首页 | 本学科首页   官方微博 | 高级检索  
     


Gaze Holding in Healthy Subjects
Authors:Giovanni Bertolini  Alexander A. Tarnutzer  Itsaso Olasagasti  Elham Khojasteh  Konrad P. Weber  Christopher J. Bockisch  Dominik Straumann  Sarah Marti
Affiliation:1. Department of Neurology, University Hospital Zurich, Zurich, Switzerland.; 2. Departments of Otorhinolaryngology, Head and Neck Surgery, University Hospital Zurich, Zurich, Switzerland.; 3. Department of Ophthalmology, University Hospital Zurich, Zurich, Switzerland.; Barrow Neurological Institute, United States of America,
Abstract:Eccentric gaze in darkness evokes minor centripetal eye drifts in healthy subjects, as cerebellar control sufficiently compensates for the inherent deficiencies of the brainstem gaze-holding network. This behavior is commonly described using a leaky integrator model, which assumes that eye velocity grows linearly with gaze eccentricity. Results from previous studies in patients and healthy subjects suggest caution when this assumption is applied to eye eccentricities larger than 20 degrees. To obtain a detailed characterization of the centripetal gaze-evoked drift, we recorded horizontal eye position in 20 healthy subjects.

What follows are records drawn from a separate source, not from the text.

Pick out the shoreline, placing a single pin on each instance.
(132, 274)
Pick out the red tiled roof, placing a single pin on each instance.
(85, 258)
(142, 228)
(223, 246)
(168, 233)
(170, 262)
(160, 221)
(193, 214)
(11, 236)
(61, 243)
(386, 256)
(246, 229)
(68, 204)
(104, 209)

With their head fixed, they were asked to fixate a flashing dot (50 ms every 2 s)that was quasi-stationary displacing(0.5 deg/s) between ±40 deg horizontally in otherwise complete darkness. Drift velocity was weak at all angles tested. Linearity was assessed by dividing the range of gaze eccentricity in four bins of 20 deg each, and comparing the slopes of a linear function fitted to the horizontal velocity in each bin. The slopes of single subjects for gaze eccentricities of ±0−20 deg were, in median,0.41 times the slopes obtained for gaze eccentricities of ±20−40 deg. By smoothing the individual subjects'' eye velocity as a function of gaze eccentricity, we derived a population of position-velocity curves. We show that a tangent function provides a better fit to the mean of these curves when large eccentricities are considered. This implies that the quasi-linear behavior within the typical ocular motor range is the result of a tuning procedure, which is optimized in the most commonly used range of gaze. We hypothesize that the observed non-linearity at eccentric gaze results from a saturation of the input that each neuron in the integrating network receives from the others. As a consequence, gaze-holding performance declines more rapidly at large eccentricities.